As the days and hours progress my emotions change which I guess is normal. Maybe I am just a little pissed at myself for gettting myself here. I know mortality rates are lower each year and my surgical team is board certified in everything under the sun so I should just drink my protein shake and shut up. My doc did mention dropping any additional weight before surgery would be helpful but he said regardless things will go well. I have HB, doc says I am diabetic but my blood sugars range around 100 so he wants to do nothing, sleep apnea, and the usual pains from carrying 140 pounds of lard around. I walk fine just get sore, I hunt so long hikes into the woods really get painfull the next day. My doc says I am too healthy to be this unhealthy so here I am. Even when I could run 6-8 miles I was still over 200 but I am 371 now. I would like to lose 145 pounds that seems inconceivable. I have not bought off the rack unless it has 3X or better in over 10 years what a change that will be. My surgeon suggested no special diet or prep except the night before. Again I appreciate all the input thanks.
Though I used to share your view, I can tell you that 145 pounds is hardly inconceivable. I was 375 in February and am down 133 already. With roughly the same starting weight as you, I'll hit your inconceivable mark in another 3-4 weeks, less than 7 months after surgery (including 20-25 lost pre-surgery). Admittedly, I'm working pretty hard, but this surgery is a major assist to my will-power. My charts are projecting that I'll end up at about 185. I confess, since I've never been below 220 (at least not since I was in junior high school) that still seems inconceivable to me.

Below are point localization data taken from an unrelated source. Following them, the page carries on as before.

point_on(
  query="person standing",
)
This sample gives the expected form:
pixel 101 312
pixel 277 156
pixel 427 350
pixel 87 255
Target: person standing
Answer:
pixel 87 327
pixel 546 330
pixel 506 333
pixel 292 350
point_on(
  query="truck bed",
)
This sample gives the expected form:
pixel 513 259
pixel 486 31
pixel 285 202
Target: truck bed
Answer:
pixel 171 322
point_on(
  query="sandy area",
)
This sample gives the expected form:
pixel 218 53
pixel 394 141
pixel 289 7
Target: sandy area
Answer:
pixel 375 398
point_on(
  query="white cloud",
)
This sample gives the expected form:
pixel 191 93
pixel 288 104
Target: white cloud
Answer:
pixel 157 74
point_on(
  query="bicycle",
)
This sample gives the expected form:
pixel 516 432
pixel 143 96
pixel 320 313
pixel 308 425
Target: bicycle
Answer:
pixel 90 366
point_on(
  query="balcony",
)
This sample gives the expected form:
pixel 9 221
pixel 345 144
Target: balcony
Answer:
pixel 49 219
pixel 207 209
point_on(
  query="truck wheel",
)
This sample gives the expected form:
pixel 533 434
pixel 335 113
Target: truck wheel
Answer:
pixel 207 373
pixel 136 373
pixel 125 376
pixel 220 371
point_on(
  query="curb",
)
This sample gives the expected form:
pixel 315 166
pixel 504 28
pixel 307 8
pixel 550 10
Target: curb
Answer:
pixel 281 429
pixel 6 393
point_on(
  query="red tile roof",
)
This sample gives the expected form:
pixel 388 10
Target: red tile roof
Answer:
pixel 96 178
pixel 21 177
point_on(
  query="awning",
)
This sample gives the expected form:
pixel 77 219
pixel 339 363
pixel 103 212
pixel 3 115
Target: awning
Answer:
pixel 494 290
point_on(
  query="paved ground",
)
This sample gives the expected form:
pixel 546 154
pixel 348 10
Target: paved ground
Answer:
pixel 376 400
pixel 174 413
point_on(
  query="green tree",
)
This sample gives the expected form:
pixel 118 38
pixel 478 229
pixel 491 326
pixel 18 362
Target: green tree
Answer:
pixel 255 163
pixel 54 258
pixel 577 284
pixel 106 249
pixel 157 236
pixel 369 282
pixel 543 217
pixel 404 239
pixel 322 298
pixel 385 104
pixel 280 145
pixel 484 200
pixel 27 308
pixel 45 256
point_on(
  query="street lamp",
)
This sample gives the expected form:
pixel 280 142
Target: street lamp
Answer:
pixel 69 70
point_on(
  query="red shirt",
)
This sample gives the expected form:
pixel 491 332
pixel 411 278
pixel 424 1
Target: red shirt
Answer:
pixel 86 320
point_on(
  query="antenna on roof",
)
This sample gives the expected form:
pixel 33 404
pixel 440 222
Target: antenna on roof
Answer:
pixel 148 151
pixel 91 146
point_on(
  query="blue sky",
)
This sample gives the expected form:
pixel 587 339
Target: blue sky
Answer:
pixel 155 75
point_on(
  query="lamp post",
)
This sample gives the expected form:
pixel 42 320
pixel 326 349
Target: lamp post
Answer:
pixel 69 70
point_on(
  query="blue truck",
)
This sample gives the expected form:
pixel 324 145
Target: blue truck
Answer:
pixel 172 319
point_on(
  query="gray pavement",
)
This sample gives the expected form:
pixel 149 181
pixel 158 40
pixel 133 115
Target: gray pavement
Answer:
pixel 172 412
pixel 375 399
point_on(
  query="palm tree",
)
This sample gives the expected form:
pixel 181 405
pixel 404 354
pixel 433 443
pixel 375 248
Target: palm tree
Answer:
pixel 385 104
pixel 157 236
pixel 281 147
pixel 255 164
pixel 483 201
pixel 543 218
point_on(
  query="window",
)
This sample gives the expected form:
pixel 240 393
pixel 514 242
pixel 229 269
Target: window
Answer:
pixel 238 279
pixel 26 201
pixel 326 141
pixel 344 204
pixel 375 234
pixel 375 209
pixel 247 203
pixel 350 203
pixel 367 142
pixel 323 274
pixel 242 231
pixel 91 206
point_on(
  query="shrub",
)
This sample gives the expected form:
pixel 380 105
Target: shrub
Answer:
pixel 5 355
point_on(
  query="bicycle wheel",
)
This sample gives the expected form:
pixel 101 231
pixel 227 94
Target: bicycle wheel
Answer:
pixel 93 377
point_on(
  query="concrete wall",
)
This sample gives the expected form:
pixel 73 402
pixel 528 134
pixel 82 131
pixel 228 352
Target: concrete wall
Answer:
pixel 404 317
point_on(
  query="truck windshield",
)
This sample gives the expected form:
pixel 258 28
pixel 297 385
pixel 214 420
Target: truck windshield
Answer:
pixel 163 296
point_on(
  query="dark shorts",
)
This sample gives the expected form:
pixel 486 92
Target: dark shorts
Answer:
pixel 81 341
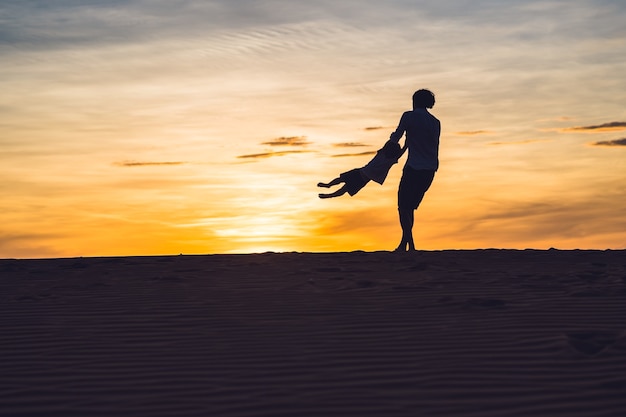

Prepare for success and you'll get it.
Davo,
Man I understand where you are right now. I am going through a lot of the same emotions. I am mad/dissapointed at myself for getting to this point. I have also thought about writing some letters to my family members, just in case I am one of the "few". I honestly dont think I will be, but I would like my children, who will probably not even remember me should something go terribly wroing, to know that their daddy loved them more than anything in the world. I want them to have something they can hold in their hands to remind them of that if life ever has them down.
I am doing this as much for my children and my wife as for myself and the thought that something may go wrong, even if it is a very remote chance, must be considered. I agree comepletely with hope for the best plan for the worst.
I have a tentative date of October 29th, pending approval from the insurance company. I am sure my emotions are just going to keep hammering me until then.